Pianistin Halina Bertram bezaubert zwischen den Lesungen mit verträumten Klavier-Stücken von Erik Satie.
„Der Stern irrt sich“: Das Publikum hält den Atem an, als Sprecherin und Schauspielerin Katja Schild diese spannende Erzählung liest: Eine junge Frau, „die keinen anderen sieht als sich selbst“ beschließt: „Ich werde mir das Leben nehmen.“ Im Lift zum 12. Stock steigt eine Andere zu – die die Einsame wahrnimmt, deren Kleid, deren Haar-Pracht. Statt in den Abgrund zu springen löst die junge Frau oben im Wind ihren Zopf: „Ich nahm einen tiefen Atemzug…“
Ein ergreifend, „magisch-lyrischer“ Text von einer jungen Frau, die ihren Freitod vorbereitet – und sich doch nach dem „melodischen Atemzug“ einer anderen sehnt, so Laudatorin Andrea Pfannes. Sheeren Sayda, die Autorin, ist per Video ins bosco zugeschaltet: Die bildhübsche gebürtige Syrerin (21), Abiturientin aus Hamburg – will Journalismus studieren. Das könne er ihr nur wünschen, gratuliert Werner Gruban zum absolut gelungenen Text „Der Stern irrt sich.“ Sheeren Sayda erhielt dafür den Preis in der Kategorie Jugend.
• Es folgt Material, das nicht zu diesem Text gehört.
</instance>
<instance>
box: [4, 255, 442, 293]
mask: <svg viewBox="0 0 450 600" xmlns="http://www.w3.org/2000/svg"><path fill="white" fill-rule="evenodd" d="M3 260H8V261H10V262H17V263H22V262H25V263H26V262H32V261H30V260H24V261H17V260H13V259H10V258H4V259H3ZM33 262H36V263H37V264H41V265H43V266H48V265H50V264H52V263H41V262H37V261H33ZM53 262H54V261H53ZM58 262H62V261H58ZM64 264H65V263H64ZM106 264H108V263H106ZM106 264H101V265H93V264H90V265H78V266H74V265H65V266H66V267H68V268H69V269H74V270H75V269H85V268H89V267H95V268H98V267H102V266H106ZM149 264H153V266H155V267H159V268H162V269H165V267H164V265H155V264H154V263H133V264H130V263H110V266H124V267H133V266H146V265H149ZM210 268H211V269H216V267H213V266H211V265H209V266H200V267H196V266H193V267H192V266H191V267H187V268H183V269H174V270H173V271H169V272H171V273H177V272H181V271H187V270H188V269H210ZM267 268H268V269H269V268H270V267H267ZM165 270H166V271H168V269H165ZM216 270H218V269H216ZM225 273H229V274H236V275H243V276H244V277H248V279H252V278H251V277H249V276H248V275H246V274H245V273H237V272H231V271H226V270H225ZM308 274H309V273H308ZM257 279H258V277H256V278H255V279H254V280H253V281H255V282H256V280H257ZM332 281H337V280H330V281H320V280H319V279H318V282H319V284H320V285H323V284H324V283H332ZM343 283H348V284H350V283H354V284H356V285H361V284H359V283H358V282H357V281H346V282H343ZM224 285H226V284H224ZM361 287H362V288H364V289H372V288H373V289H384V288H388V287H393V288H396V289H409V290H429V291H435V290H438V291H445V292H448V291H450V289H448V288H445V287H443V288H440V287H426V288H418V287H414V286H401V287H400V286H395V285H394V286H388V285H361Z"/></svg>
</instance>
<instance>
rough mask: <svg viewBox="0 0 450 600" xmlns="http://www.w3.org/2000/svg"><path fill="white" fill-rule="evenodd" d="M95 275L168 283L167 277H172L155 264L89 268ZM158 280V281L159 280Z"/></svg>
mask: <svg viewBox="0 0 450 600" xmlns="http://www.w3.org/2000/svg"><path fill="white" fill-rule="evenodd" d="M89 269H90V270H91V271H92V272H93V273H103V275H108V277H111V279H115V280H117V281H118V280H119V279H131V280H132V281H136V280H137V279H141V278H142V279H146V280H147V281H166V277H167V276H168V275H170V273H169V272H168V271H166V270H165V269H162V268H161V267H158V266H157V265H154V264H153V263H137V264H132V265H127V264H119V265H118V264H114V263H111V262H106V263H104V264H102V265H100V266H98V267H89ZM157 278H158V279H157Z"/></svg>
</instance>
„90 Tage“ in Kuba, eingesperrt mit einem Du in einem Zuhause, wo einen die Hitze erschlägt, die Luft steht, beschreibt Marlies Pahlenberg minuziös ihren Zwangs-Aufenthalt. 100 Tage Quarantäne auf Kuba „ohne Internet“ hatten sie zu diesem Text inspiriert, verrät die anwesende Autorin ihr Bilderrätsel vom einsamen Ich und Du, das – vielleicht – zu einem gemeinsamen Wir findet: Marlies Pahlenberg aus Berlin, „die schon sehr lange schreibt“, aber noch nie an einem Wettbewerb teilgenommen hatte, erhielt dafür den mit 250 Euro dotierten dritten Preis.
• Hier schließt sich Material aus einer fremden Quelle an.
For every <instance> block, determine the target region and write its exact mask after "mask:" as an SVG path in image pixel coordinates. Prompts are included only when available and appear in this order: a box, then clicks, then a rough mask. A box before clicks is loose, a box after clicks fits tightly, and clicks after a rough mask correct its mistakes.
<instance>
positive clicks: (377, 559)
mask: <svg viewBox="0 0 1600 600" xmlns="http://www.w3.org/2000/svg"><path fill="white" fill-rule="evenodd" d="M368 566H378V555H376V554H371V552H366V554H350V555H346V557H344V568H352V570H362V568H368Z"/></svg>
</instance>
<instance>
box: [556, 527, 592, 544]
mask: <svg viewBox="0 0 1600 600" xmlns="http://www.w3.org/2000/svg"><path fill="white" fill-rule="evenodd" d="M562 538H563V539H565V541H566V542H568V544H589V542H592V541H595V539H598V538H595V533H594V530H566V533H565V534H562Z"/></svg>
„Lockdown“: Katja Schild liest die Geschichte vom Alptraum des kleinen Robin, der an der Hand seiner Mutter durch den Supermarkt zieht – und „magische Dinge“ erlebt. Etwa die erstarrte stolze Fliegenkönigin, die auf ihrer goldenen Dose mit der feurig scharfen Gulaschsuppe „thront.“
Robin blickt auf starre, steife verstaube reglose Menschen wie die Kassiererin, hört eine weibliche Tonband-Stimme: „Wir danken Ihnen für Ihren Besuch.“ Auf der Suche nach seiner Mutter trifft das Kind auch unter freiem Himmel nur auf erstarrte Lockdown-Menschen… Da erblickt Robin eine Spinnenmutter, die ihr Netz um den Samen auf einem Ahornblatt spinnt: Im Innern des Kokons „sind gelbe, weiche Eier, eng und zärtlich aneinandergeschmiegt, von der Spinnenmutter sanft geschaukelt.“ Die Szene zaubert dem Kind ein ängstliches Lächeln ins Gesicht…
Diese gelungene Erzählung „zieht einen sofort in seinen Bann“, erklärt Laudatorin Anna Fichert – und erinnere sie an Kafkas „Verwandlung.“ Der Verfasser ist per Video aus Ettlingen bei Karlsruhe zugeschaltet: Peter Friedrich, Stipendiat des deutschen Förderkreises für Schriftsteller Baden-Württemberg, gewann mit „Lockdown“ den zweiten Preis.
Pianistin Halina Bertram verzaubert mit der „Träumerei“ von Claude Debussy: Katja Schild liest zum Finale die anonym eingereichte Geschichte des ersten Preisträgers oder der ersten Preisträgerin: „Sand. Zwischen den Ästen die Hängematte, vorne der Horizont: Da ist Afrika. Dein Schatten auf dem Strand…Verzweifelte Gespräche: Nächstes Jahr werde ich nicht mehr da sein. Lass‘ uns Zikaden zählen…Wie viele Stern zählst du an der Milchstraße?‘, fragt das „Walross“ an seiner Seite, „das nicht kämpfen will…“
Es ist die mitreißende „Kaleidoskop“-Erzählung des Abschieds von einem geliebten Menschen, den es nur noch in der Erinnerung gibt, würdigte Buchhändlerin Luitgard Kirchheim von der Gautinger Jury diesen grandiosen, ergreifend komponierten Text:
Verfasserin ist die Schriftstellerin Jennifer de Negri – und damit Gewinnerin des diesjährigen Gautinger Literaturwettbewerbs.